If you have 3 or more children, then you need to do some planning. How many kids will be in rear facing seats, and how many in front facing seats? Do you want to squeeze another kid in if you’re doing car pooling?
Once you’ve written down your needs, the below diagram of 20+ car models will get you going in the right direction.
Each of these diagrams is from the IIHS, so please visit their website for more information. Also, I’m not a car seat expert and I cannot vouch for the information provided. Car manufacturers can change their info at any time.
I reviewed 25 cars that are both two row and three row options. Some of the interestings findings are:
- Many car manufacturers do NOT have lower anchor latches in the third rows. This is puzzling to me as bucket seats (used for babies and infants), car seats (rear or forward facing) and booster seats (for older children) all have lower anchor clips.
- Yet, many of these third rows have back seat tethers, which clearly mean front facing car seats *can* work IF you use the seat belt. Yea, I’m confused by this logic.
- Fiver seater cars do not usually have the rear middle seat with lower anchors. This means that slot needs to be a booster or a front facing car seat using a seat belt.
- Subaru as a car manufacturer is a winner hands down for all the larger car models. Personally, I dislike the interior finishing quality, but by golly, they know how to put down car seats.
- The Audi Q7 is the only car model that has lower anchors and backseat tethers for EVERY car seat slot. (If there is another model out there, please let me know!)
The list of popular car models and their car seat options
2019 Acura MDX
2019 Audi Q3
2019 Audi Q5
2019 Audi Q7
2019 BMW X-5
2017 Chevrolet Tahoe
2017 Chevrolet Traverse
2017 Chevrolet Suburban
2019 Ford Edge
2019 Ford Escape
2017 Ford Expedition
2019 Ford Explorer
2019 Ford Flex
2019 Honda CR-V
2019 Honda Odyssey
2019 Kia Sedona
2019 Mazda CX-5
2019 Mazda CX-9
2019 Mitsubishi Outlander
2019 Subaru Ascent
2019 Toyota Sienna – Not as versatile as the Honda Odyssey for car seat position, the Sienna does a better job than most other SUVs. Oh, and it comes in all wheel drive option too.
2019 Toyota 4Runner
2019 Subaru Outback
2019 Subaru Forrester
2019 Volvo XC-90
Any reason why the Lincoln Navigator was not taken into comparison?
Hi Poonam! Only reasons I didn’t include the Navigator is that I honestly haven’t the had time to research more into it because it’s not one of the top selling vehicles for 7 passengers.
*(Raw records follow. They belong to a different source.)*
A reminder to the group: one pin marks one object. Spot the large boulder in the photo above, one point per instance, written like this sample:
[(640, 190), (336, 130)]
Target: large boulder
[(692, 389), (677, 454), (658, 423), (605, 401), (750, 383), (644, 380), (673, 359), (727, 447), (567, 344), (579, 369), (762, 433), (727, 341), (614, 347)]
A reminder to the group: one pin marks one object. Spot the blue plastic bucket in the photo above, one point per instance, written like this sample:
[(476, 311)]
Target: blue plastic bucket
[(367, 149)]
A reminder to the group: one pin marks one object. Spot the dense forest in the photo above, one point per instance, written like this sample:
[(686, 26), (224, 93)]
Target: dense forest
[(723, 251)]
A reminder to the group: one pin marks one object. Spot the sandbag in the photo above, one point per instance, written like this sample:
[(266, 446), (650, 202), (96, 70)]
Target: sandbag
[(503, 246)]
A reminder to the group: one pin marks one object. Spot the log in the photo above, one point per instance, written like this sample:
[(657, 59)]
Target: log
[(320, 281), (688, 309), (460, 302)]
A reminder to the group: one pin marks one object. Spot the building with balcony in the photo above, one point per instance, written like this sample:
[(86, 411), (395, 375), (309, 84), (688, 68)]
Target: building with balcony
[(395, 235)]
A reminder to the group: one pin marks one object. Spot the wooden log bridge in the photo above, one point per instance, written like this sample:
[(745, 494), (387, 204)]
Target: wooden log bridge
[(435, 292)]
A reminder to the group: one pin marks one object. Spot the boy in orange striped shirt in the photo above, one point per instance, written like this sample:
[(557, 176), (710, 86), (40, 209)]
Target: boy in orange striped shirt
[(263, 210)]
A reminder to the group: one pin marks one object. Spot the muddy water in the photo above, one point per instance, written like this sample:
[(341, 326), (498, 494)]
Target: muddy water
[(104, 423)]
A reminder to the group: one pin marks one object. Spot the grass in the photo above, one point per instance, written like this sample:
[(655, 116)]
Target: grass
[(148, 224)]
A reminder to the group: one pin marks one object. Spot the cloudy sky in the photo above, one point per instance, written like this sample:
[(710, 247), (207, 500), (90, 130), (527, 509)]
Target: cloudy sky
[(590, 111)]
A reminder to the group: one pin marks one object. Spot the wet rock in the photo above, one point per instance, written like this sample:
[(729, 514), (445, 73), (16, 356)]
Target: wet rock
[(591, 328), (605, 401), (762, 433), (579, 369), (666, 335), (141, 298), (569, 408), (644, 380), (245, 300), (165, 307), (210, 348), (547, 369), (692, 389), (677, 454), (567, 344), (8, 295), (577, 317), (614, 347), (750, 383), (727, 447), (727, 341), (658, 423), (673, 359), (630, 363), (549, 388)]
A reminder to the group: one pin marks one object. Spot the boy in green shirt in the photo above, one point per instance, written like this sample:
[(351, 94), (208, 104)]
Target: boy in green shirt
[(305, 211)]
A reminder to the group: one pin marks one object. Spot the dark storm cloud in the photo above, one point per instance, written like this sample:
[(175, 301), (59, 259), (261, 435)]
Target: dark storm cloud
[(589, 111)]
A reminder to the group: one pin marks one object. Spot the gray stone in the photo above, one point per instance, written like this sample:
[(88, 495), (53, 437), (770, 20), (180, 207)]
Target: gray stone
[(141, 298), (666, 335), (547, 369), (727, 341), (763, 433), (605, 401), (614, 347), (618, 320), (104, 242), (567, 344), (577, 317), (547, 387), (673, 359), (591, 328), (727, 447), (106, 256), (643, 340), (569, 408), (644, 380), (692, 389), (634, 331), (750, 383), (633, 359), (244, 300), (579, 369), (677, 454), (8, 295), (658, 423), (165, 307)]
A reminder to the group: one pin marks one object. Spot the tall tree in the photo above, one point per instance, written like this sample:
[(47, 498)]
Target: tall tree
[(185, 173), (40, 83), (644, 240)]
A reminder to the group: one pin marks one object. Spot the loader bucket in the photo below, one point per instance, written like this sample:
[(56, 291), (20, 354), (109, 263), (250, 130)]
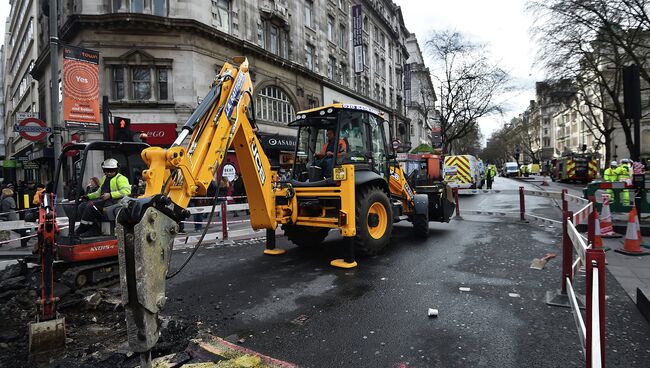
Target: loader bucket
[(46, 337)]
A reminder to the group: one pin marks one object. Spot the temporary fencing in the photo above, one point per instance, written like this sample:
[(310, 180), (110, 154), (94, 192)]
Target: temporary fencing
[(591, 333)]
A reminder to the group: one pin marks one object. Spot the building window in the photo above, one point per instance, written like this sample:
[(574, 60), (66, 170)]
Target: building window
[(309, 57), (118, 83), (155, 7), (331, 66), (330, 28), (163, 84), (344, 77), (139, 82), (275, 41), (309, 10), (261, 37), (273, 105), (274, 38), (221, 15), (343, 37), (141, 79)]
Also, the price tag put its at and above the Audi Q7, so it definitely is a luxury marketed car.
However, I would love to review it so if time permits, it’s on my list.
Would you please suggest a compact suv best for family with single child.
We have a sedan and it doesn’t hv much features in it yet we are happy but now looking for Suv for safety reasons.
We have Honda CRV in mind , what do u think?
Also we are thinking on Mazda CX5 or Santa fe sport.
Which one you would go for?
Those are all great options. You have the most flexibility when it comes to just one child (therefore one car seat configuration). I recommend test driving all the cars and deciding which drives best for you.